Our first brush with enhanced self-awareness through feedback was perhaps in school when our teachers wrote something about us in our progress reports or our friends wrote something about us in those lovely autograph books! Many admit that whet they dust those little documents and read them, they are amazed that many of those comments are still true!
My teachers consistently remarked in my progress reports that my hand-writing was horrible. They alerted me to the risk that despite knowing my subjects, I would score low because those correcting my papers would get frustrated trying to read them.
Several decades later, I must admit that my handwriting continues to remain bad. However, I applied my feedback quite religiously when it mattered the most – during my exams, while filling up forms or writing out checks!
Over the years, all of us accumulate a lot of feedback – through college, our first job, our second job and so on. Such feedback emerges from our performance reviews, off-sites, critical incidents that go well or badly, reviews of the functions or businesses we manage. We also receive feedback from our siblings, our spouse, our friends, our bosses, our customers, our colleagues and countless others in our lives.
In recent times, organisations have begun to invest in generating and sharing feedback through scientific and structured tools and processes like Assessment & Development centres, 360 degree tools and psychometric instruments.

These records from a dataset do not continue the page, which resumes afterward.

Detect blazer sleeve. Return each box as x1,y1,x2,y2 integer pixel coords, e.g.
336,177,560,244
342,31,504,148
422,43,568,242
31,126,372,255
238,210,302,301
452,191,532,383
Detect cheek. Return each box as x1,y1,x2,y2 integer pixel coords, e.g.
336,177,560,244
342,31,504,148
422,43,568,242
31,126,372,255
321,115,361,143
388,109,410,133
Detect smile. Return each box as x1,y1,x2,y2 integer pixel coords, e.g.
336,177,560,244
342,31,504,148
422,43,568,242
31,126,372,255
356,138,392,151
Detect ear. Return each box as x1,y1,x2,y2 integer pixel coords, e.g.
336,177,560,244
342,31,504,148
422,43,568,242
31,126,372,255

So, there is no dearth of feedback.
Given this feedback abundance, most employees will tell you that they are extremely self-aware, that they know who they are and that the open area in their JoHari window is quite large. But, does all this self-awareness result in positive change? Not really.
In other words self-awareness ≠ change
So, what does it take to convert the huge inventory self-awareness into positive change?

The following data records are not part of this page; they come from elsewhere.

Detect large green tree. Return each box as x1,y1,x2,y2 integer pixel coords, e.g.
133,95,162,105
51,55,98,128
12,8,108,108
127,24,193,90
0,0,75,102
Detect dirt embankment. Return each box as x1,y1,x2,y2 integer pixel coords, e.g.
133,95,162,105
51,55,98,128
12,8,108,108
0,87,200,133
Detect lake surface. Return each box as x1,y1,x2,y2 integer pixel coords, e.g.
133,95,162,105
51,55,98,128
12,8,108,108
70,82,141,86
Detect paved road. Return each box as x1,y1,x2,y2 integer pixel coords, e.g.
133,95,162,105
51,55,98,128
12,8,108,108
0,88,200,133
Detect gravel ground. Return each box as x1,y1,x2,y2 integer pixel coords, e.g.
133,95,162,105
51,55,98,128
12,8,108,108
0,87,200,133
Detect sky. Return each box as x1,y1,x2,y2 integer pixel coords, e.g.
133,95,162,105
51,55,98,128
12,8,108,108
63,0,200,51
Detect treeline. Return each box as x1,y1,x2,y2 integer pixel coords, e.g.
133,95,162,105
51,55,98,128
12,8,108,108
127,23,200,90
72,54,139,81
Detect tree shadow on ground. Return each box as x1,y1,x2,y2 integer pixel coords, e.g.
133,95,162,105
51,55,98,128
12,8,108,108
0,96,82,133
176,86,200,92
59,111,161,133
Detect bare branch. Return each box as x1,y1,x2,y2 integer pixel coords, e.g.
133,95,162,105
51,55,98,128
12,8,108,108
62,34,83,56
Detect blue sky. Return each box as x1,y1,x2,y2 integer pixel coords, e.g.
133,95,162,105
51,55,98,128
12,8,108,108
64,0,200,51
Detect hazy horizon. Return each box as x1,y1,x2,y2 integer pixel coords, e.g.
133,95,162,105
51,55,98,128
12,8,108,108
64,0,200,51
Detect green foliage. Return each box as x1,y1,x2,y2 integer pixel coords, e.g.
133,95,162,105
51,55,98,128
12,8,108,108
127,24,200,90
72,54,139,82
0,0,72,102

I call this skill “Applied Self-awareness”. In fact, applied self-awareness is as critical as self-awareness itself.
So, what are the essential ingredients of applied self-awareness?

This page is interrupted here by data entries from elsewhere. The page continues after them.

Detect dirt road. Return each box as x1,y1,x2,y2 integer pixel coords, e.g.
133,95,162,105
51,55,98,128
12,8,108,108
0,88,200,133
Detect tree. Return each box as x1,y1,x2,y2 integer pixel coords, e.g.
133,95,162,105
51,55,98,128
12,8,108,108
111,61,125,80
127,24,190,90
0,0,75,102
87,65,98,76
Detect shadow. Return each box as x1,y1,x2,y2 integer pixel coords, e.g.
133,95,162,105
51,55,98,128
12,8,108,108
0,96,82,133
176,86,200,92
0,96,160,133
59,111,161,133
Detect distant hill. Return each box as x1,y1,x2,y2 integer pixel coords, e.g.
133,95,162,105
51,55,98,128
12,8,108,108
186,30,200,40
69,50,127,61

Having a taxonomy around self-awareness
To make all the treasure trove of self-awareness related information usable, we must be able to classify and store it in our heads in a way that is easy to retrieve and apply. I call this the self-awareness taxonomy.
For example, we must be able to see awareness about one’s visible behaviours as different from awareness about our personality. Clarity of this nature will help us see our hard wiring and its manifestation in our external behaviours.
It also helps to appreciate that the purpose of enhanced self-awareness is not to change personality but to pay more attention to those aspects of our personality that we have not paid attention to or is less developed.
Knowing where application matters the most
Self-awareness is of little value unless we are acutely aware of its contextual application value.
We must be aware of the various contexts in which our self-awareness can be of immense value. That way, we can understand how effective we are likely to be in each of these contexts and see what we need to do differently in order to more effective.
Problems and opportunities: A good time to draw upon our reservoir of self-awareness is when we encounter a problem or are presented with a great opportunity. It will help us recognise our contribution to the problem or what it will take to make that opportunity a reality.
Role transitions: Another very major context in which our self-awareness can become extremely useful is when we are making major role transitions. It could be transitioning from being single to getting married or becoming a parent or moving from a campus to a corporate setting or moving from one organisational role to another or taking on significantly larger and more complex responsibilities. During these transitions, our self-awareness can give us a realistic picture of the strengths that will support us as well as the areas that are likely to derail us.
Relationships: Whenever we have difficulties with certain relationships, our self-awareness can warn is about the possibility of things going wrong. It can also tell us what about us and our beliefs and habitual behavioural responses are contributing to it.
Social and cultural settings: Many new social and cultural settings tend to challenge us and put our intelligence to test. Out self-awareness can forewarn us about this and help us prepare ourselves to handle it better.
Finally, it must be remembered that when we look at ourselves and our awareness against our own standards and benchmarks in terms of performance, behaviours and values, everything will look fine and nothing will seem like needing change.
Applied self-awareness is about applying our awareness about ourselves against relevant external benchmarks and then seeing what needs change.
For example, a Finance professional is likely to evaluate his role through the filters of his professional values and norms and on that basis, believe that he is doing fine and that it is others who need change. Only when he learns to look at himself against the benchmarks of what is expected from him by business or his internal customers will he begin to recognise the need to do things differently. Similarly, a CEO may need to recognise that his own standards might be different from the standards and benchmarks that his external stakeholders are using to evaluate him and his effectiveness. Does he need to respect and value these external benchmarks when looking at himself – absolutely yes!
So, enhancing self-awareness is only a good starting point. There is a lot of hard work called for thereafter if one needs to get the most out of such awareness. So, welcome to applied self-awareness!